Filme do Dia: O Mundo do Silêncio e da Escuridão (1971), Werner Herzog

 


O Mundo do Silêncio e da Escuridão (Land des Schweigens und der Dunkelheit, Al. Ocidental, 1971). Direção e Rot. Original: Werner Herzog. Fotografia: Jörg Schmidt-Reitwen. Montagem: Beate Mainka-Jellinghaus.

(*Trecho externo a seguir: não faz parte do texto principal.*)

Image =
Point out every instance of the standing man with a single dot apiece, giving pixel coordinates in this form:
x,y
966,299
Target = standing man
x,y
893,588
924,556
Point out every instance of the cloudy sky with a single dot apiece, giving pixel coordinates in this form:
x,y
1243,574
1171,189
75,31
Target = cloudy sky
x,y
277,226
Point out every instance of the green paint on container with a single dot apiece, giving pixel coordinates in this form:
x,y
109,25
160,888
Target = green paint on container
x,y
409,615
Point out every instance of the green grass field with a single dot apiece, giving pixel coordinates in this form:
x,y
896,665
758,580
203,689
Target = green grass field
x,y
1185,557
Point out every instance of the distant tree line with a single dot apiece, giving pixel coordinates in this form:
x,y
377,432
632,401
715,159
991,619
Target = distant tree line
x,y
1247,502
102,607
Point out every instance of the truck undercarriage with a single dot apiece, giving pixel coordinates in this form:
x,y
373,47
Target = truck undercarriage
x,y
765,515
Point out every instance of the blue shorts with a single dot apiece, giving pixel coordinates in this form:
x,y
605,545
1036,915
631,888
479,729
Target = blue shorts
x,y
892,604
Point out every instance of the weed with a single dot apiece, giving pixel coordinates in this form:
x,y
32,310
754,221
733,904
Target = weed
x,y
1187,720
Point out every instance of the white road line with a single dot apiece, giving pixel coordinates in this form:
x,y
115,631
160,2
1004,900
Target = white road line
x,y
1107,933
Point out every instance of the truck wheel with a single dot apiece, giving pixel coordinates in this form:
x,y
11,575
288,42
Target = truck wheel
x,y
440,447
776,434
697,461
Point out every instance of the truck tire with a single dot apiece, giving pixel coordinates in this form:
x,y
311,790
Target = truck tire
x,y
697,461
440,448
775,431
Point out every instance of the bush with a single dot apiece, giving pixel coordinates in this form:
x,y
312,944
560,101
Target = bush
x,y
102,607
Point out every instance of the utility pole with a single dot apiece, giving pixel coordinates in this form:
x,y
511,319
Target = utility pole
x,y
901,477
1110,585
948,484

Nesse tocante documentário, talvez o melhor dentre os filmes de Herzog, e certamente bem menos conhecido que suas obras ficcionais referenciais, o cineasta apresenta, de forma mais explícita e sem rodeios, um dos seus “personagens” “maiores que a vida”, tal qual muitos dos ficcionais (Aguirre e Kaspar Hauser, para ficar em apenas dois exemplos). E os sofrimentos e lacunas impostos a tais personagens, sejam ficcionais ou documentais, acaba por torna-los representações improváveis da própria vida e sensibilidade humanas. No caso em questão aqui, acompanha-se a trajetória de Fini Straubinger, uma velha senhora que perdeu sua visão e audição quando adolescente, agora uma liderança em sua cruzada por melhores condições de vida e comunicação para pessoas como ela ou com deficiências outras, de ordem neurológica. Dois momentos são bem marcantes. O que Fini e uma amiga também surda levantam voo a primeira vez (ao som da Abertura n. 03 em D Maior, BWV 1068). E o que ela evoca suas memórias de quando perdeu a visão e posteriormente audição, onde seu depoimento direto para a câmera, num raro momento de utilização de tal recurso, é intercalado com fotografias da sua juventude. O filme a todo momento parece perquirir a possibilidade de compartilhar qualquer possibilidade de expressão outra daqueles que não possuem os meios usuais de faze-la – boa parte dos comentários do narrador, de tom de voz semelhante ao do realizador, vão nesse sentido. Referat für Filmgeschichte/Werner Herzog Filmproduktion. 85 minutos.